Visitors to the Alaska Native Heritage Center in Anchorage this summer have been able to see four of the best contemporary totem master carvers working in one place at the same time. Starting today, their work will be put in place as part of a weeklong celebration of Southeast Alaska Native Culture.

The carvers have been creating house posts for the clan house at the center’s Southeast village site. The large log-and-plank structure, a replica of the clan houses Southeast Indians used before contact with Europeans, was deemed incomplete when the center opened in 1999. One issue: It lacked decorative interior corner posts, which resemble short totem poles. “It all came down to funding,” said Scott Neel, the center’s curator of collections and exhibits. There simply wasn’t enough money to cover construction of the building, the house posts, a carved screen, two front corner posts, a carved entry post and painting.

Then, last year, a $75,000 grant from the Paul G. Allen Family Foundation put the posts within grasp.

“The themes of each house post were chosen by our Cultural Advisory Committee,” said Neel. “They wanted ‘Respect’ to be the overall theme and then broke it down to the four sub-themes,” culture, self, environment and family.

Traditionally, a clan house would belong to a single tribal group. But since the center’s village site is intended to represent all Southeast Native groups, it was decided that each pole would represent one of four tribes from the region: Eyak, Tlingit, Haida and Tsimshian.

Neel sent out requests for proposals “to just about every village in the Southeast.” Among the respondents were the stellar quartet that received the commissions: Israel Shotridge, Tlingit, of Ketchikan. Shotridge’s totems can be found in Totem Bight State Historical Park, totem parks in Klawock and Saxman, all over downtown Ketchikan and at the U.S. Forest Service headquarters in Washington, D.C. David Boxley, Tsimshian, of Metlakatla. Raised by his grandparents, who taught him Tsimshian traditions and language, Boxley has carved 65 poles in the past 26 years, teaching and demonstrating at the Smithsonian Institution and American Museum of Natural History. Joe and T.J. Young, Haida, of Hydaburg. These brothers are considered to be among the rising stars in the world of totem carvers. This year they created a much-admired eagle pole for the University of Alaska Southeast in Juneau. Previously they made a 40-foot pole for the Sitka National Historical Park and a 32-foot crest pole for the totem park in their home town.

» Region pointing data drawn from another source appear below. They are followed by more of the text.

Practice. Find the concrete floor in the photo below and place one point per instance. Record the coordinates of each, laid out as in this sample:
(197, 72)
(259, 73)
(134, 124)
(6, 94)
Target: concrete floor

The search committee was unable to find an Eyak carver; the Eyak tribe was the smallest of the four and located somewhat west of the region where totems were traditionally raised. So they asked the selected carvers if any of them wanted to take it on. Shotridge presented a design that the committee found acceptable and got the job.

Now the posts are completed. One will be set in position and dedicated each day through the coming week with ceremonies that include songs and dancing. The event will culminate Friday with a naming celebration for the house. Because the clan house is far from the historic territory of Southeast people, the committee has determined that “The House Far Away from Home” will be the name.